Arlen's brows furrowed faintly. "Why?"
Victor's reply came after a pause, too quiet to sound like reassurance. "Just hurry."
Nodding weakly, Arlen turned his gaze back to the faint blue panel flickering above his vision.
[System, show me the cheapest thing that'd cure these diseases I got.]
The interface flickered once before settling on a single entry.
{
Shop
Lesser Cleansing Water
Description: Water blessed by Kali, the Principal Deity of the Eryndor Empire, diluted with mountain stream water. Capable of purging minor monster-inflicted ailments.
Warning: the purification process will be extremely painful.
Cost: 500 Credits.
}
[Heh, so… basically overpriced, watered-down holy water… and what do you mean minor? You call what I got a minor ailment?]

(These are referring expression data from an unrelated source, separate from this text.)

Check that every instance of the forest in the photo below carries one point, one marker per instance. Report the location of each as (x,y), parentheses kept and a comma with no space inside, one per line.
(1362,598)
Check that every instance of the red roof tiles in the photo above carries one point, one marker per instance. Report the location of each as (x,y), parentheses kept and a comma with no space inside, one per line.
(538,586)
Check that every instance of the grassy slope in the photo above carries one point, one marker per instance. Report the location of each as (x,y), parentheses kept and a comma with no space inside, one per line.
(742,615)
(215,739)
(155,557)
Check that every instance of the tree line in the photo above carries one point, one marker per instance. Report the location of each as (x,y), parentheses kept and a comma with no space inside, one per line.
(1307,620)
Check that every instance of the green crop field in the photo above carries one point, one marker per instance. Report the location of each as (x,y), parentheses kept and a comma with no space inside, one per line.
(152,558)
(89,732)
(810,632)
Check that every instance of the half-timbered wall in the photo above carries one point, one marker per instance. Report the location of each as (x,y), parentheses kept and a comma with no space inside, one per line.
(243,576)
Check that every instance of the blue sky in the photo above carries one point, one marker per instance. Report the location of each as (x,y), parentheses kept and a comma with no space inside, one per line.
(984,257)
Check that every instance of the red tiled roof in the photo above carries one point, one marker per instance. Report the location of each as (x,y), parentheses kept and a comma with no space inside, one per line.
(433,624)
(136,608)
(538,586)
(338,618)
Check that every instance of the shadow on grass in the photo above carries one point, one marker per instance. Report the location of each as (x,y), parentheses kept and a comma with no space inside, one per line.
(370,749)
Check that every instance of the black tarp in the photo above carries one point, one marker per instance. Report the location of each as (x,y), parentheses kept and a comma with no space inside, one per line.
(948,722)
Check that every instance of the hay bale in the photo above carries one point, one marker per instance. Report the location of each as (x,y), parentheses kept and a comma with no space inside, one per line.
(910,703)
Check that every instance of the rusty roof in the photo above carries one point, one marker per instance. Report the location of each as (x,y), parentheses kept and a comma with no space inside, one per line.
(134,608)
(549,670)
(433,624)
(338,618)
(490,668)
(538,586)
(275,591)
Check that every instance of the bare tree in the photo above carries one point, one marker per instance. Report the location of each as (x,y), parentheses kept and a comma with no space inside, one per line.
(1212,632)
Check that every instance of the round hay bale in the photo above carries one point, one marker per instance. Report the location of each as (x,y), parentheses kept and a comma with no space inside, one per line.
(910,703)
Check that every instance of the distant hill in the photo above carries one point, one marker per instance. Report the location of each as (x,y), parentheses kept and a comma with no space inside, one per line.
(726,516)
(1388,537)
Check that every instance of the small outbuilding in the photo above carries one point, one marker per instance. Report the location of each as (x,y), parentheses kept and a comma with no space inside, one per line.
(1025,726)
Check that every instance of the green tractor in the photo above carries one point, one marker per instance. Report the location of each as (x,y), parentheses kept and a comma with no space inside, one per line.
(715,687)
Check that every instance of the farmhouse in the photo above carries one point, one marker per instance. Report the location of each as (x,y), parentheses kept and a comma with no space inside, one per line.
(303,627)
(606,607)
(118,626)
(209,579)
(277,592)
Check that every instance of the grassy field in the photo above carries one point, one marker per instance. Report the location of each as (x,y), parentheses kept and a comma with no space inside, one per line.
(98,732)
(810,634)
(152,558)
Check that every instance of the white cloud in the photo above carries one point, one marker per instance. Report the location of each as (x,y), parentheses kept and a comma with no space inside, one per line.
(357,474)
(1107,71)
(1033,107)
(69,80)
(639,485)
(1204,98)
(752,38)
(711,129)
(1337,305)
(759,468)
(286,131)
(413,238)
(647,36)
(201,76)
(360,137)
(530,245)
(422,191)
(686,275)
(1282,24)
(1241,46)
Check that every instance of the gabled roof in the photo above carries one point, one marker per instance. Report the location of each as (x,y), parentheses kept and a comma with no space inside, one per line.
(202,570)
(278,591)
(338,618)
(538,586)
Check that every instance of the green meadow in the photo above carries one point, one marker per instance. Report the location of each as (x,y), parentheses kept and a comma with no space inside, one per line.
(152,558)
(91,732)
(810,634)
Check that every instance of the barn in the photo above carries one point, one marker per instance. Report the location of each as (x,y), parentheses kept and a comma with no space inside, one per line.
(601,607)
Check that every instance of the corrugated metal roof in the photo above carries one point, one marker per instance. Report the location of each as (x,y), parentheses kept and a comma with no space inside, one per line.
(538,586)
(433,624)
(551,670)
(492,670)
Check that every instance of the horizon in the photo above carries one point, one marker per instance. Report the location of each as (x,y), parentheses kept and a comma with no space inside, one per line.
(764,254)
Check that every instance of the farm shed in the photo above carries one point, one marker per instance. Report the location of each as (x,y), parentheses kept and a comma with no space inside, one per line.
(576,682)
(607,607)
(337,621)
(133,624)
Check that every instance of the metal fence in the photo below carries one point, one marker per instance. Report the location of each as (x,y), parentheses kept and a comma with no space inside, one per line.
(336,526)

His cracked lips twitched faintly, half a smile, half a grimace.
[Whatever works, I guess.]
-Ding!
{Purchase complete! Lesser Cleansing Water is available in the inventory.}
Victor barely had time to blink before a small glass bottle shimmered into existence above Arlen's palm, clear, faintly blue, and cold enough to mist at the edges.
"Wha-? Arlen, what the hell is that?" Victor stammered, eyes widening.

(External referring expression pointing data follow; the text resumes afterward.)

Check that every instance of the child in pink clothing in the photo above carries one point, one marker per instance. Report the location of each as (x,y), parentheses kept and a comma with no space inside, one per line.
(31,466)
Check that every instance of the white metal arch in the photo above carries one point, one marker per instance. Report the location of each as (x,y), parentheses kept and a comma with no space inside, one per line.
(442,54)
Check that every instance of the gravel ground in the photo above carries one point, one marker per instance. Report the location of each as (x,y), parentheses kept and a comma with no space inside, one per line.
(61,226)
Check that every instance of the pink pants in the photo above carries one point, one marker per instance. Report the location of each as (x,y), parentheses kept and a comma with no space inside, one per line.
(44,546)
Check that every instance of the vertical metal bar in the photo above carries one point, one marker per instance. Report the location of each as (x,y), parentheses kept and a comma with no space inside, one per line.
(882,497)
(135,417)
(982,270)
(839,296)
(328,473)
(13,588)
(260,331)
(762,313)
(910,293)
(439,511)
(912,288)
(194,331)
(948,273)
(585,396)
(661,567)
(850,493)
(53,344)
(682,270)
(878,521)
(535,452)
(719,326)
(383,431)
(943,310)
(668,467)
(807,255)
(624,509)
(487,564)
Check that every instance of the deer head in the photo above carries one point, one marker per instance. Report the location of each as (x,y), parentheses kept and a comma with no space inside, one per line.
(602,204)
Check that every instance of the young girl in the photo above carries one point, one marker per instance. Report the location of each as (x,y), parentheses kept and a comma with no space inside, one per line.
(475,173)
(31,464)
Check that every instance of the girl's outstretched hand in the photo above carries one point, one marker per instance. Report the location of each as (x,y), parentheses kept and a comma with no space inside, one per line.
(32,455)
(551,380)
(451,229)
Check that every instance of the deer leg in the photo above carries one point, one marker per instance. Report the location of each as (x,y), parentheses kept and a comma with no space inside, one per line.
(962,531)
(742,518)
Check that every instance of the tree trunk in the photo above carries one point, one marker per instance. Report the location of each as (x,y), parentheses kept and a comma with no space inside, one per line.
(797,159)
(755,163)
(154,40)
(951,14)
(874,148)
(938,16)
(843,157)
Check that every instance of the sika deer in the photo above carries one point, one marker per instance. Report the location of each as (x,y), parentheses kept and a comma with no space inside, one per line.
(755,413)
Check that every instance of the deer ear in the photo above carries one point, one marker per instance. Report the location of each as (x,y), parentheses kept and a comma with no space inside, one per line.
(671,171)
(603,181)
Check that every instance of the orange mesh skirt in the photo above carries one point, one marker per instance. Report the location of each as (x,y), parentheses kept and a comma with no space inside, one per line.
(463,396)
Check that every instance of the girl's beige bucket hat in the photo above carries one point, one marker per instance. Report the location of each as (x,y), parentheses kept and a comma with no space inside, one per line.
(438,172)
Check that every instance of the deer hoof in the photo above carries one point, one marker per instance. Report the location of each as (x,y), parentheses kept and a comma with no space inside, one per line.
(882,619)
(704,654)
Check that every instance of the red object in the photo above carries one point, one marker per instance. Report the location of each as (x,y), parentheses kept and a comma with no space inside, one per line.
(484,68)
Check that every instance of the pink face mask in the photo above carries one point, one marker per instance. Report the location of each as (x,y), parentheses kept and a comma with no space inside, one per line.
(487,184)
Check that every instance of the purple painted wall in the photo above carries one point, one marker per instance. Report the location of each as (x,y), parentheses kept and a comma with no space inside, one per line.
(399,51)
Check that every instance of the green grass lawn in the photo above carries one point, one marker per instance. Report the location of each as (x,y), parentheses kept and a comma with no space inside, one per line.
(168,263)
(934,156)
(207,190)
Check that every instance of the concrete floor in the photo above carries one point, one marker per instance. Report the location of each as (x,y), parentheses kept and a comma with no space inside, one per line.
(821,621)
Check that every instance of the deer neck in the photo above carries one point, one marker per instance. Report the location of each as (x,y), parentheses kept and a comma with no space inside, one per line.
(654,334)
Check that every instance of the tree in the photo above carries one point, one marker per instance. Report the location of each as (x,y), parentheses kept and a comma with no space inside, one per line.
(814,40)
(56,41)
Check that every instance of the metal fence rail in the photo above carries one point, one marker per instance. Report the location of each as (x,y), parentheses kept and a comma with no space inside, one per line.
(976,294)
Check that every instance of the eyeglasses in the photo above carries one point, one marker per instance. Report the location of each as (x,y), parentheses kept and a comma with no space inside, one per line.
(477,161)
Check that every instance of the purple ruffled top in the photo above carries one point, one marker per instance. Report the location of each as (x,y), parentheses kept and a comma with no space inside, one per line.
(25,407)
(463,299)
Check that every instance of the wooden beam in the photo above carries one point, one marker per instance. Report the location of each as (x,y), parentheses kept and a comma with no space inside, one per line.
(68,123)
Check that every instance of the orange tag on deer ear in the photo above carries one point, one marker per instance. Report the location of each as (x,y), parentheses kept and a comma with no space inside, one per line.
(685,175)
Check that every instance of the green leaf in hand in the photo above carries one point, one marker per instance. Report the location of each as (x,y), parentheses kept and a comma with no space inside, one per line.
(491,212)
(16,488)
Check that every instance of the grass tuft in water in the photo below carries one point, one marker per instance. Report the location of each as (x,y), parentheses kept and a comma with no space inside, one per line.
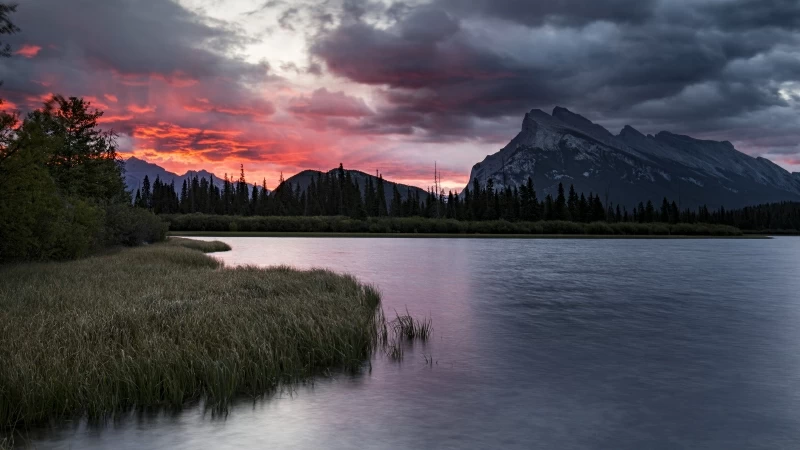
(409,328)
(203,246)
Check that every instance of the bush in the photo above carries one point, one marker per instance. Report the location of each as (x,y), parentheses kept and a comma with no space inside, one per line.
(412,225)
(129,226)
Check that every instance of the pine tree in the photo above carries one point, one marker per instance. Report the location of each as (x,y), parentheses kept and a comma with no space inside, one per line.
(561,212)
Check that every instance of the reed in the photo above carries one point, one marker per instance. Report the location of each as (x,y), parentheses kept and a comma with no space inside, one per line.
(164,324)
(409,328)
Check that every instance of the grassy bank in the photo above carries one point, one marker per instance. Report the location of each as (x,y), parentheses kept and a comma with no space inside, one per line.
(418,225)
(161,325)
(222,234)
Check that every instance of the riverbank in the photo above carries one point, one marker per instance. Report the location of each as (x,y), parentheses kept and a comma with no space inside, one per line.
(224,234)
(162,325)
(325,225)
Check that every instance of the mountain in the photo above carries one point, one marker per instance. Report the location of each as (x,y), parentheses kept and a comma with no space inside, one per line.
(303,179)
(136,169)
(631,167)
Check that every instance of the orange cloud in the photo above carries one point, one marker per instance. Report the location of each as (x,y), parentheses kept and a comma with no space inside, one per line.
(28,51)
(114,119)
(141,109)
(95,102)
(8,106)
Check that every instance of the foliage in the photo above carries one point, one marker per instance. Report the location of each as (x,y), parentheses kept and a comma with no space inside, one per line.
(339,224)
(162,325)
(203,246)
(132,226)
(63,191)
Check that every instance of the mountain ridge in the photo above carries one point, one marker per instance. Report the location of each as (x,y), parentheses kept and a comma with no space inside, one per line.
(632,167)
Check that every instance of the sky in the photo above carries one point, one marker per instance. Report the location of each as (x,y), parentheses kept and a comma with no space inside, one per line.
(280,86)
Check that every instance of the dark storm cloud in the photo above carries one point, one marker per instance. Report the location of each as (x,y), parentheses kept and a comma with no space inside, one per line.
(692,65)
(84,42)
(566,12)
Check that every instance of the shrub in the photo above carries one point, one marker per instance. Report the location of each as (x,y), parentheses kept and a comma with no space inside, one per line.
(129,226)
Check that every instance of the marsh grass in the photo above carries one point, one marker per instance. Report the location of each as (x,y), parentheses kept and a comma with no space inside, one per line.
(163,325)
(410,328)
(203,246)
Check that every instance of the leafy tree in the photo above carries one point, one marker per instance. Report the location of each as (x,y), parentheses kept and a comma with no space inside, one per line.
(83,160)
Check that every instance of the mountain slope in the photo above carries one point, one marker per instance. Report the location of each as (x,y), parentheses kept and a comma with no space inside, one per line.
(631,167)
(136,169)
(303,179)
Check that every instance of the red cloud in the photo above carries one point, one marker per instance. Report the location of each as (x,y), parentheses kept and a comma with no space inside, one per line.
(333,104)
(28,51)
(141,109)
(8,106)
(114,119)
(257,108)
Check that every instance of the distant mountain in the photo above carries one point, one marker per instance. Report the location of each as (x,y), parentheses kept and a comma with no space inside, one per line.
(303,179)
(632,167)
(136,169)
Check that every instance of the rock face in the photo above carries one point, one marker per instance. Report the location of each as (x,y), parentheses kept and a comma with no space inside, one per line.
(631,167)
(136,169)
(303,179)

"Put me down," Arlen rasped, his voice hoarse but certain. "Somewhere clean."
Victor didn't argue.
He crouched, lowering the boy carefully onto a patch of dirt less stained by blood.
And with a groan, Arlen's trembling hand lifted the bottle to his lips.

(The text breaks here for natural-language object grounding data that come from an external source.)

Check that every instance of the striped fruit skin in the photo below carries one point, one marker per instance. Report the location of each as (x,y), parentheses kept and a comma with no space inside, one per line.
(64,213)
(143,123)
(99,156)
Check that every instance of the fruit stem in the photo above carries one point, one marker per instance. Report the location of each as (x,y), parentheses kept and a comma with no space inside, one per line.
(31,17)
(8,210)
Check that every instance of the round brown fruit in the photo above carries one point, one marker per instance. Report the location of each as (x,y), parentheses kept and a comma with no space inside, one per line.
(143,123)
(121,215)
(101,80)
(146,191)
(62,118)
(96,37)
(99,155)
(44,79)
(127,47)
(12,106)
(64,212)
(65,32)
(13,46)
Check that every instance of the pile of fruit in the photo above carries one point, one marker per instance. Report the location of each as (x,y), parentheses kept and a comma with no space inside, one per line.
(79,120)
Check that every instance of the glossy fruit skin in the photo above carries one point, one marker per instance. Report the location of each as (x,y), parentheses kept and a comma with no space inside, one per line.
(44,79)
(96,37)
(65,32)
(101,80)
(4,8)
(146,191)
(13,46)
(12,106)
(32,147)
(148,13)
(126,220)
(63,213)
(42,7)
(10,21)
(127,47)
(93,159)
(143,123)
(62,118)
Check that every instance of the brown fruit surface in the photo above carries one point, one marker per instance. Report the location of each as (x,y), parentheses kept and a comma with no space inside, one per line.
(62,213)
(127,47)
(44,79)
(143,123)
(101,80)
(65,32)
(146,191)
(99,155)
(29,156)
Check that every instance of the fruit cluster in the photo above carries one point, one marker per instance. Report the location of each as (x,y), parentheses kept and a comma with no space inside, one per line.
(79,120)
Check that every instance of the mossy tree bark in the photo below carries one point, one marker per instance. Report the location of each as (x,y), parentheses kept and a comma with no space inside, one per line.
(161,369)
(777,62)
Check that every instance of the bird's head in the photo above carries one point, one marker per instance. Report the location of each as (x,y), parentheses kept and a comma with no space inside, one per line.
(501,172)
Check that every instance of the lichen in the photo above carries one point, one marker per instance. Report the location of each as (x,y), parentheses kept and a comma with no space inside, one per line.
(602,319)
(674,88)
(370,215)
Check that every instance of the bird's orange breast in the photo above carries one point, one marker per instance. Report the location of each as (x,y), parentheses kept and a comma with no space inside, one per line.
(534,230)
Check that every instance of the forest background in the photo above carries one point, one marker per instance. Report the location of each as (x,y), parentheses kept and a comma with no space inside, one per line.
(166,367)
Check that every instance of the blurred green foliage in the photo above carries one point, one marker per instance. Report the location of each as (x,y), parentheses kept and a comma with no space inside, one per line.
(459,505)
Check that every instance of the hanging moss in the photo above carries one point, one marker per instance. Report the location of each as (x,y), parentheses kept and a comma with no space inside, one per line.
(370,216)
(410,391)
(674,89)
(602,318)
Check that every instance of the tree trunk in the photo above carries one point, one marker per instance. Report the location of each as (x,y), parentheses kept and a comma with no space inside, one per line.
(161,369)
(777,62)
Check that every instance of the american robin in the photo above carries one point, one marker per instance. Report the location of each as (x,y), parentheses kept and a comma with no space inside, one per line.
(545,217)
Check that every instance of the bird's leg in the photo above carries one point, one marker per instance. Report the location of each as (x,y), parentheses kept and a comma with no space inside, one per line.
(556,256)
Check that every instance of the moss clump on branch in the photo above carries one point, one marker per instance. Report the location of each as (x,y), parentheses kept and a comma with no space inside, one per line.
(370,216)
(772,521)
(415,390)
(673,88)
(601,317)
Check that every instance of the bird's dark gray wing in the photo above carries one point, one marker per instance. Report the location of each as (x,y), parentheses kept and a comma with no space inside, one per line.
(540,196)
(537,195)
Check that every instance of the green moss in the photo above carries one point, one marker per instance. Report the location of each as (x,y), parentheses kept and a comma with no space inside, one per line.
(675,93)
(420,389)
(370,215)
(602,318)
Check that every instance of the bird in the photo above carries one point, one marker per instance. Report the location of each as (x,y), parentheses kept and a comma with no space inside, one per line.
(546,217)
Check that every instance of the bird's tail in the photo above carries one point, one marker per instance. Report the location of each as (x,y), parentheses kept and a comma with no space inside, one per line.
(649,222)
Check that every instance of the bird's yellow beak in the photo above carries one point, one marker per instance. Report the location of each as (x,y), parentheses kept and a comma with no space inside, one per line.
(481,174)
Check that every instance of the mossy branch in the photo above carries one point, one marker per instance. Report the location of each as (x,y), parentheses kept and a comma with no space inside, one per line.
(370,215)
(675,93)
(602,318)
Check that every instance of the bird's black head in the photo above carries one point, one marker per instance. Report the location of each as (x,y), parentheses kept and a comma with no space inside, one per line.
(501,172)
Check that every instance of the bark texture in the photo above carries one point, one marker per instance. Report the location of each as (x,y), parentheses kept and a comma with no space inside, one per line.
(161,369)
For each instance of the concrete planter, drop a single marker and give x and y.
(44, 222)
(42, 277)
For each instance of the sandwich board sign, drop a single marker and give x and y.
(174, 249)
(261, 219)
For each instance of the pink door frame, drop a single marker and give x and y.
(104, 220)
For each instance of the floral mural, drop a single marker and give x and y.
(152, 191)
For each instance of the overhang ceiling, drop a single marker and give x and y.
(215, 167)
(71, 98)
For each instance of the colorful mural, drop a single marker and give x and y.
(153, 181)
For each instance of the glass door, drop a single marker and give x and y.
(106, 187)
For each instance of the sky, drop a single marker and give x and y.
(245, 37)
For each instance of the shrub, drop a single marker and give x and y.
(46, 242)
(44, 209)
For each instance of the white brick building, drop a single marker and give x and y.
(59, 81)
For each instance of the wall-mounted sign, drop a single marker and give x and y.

[Alright… here goes everything.]
He tilted it back and drank.
The liquid hit his tongue cold, almost tasteless… and then the pain came.
It wasn't divine, or gentle, or light. It was fire.
Every vein in his body flared alive as though molten metal was being poured straight into them.
His back arched as a strangled sound ripped from his throat before it became a full scream that echoed through the trees.
-AAAH!!
Victor took an instinctive step forward, then stopped.
The look in Arlen's eyes wasn't the pain of poison; it was that of purging. Something inside him was fighting.
The boy's breath hitched, each exhale a gasp that sounded closer to a sob.
His shoulder, where the goblin bite had festered, began to move.
The green pus bubbled out, drawn toward the wound's edge, squeezing itself free like poison forced from a vein.
The smell was putrid, burning, and sharp enough to make Victor's stomach turn.
The swelling began to sink slowly, color returning from purple-black to red.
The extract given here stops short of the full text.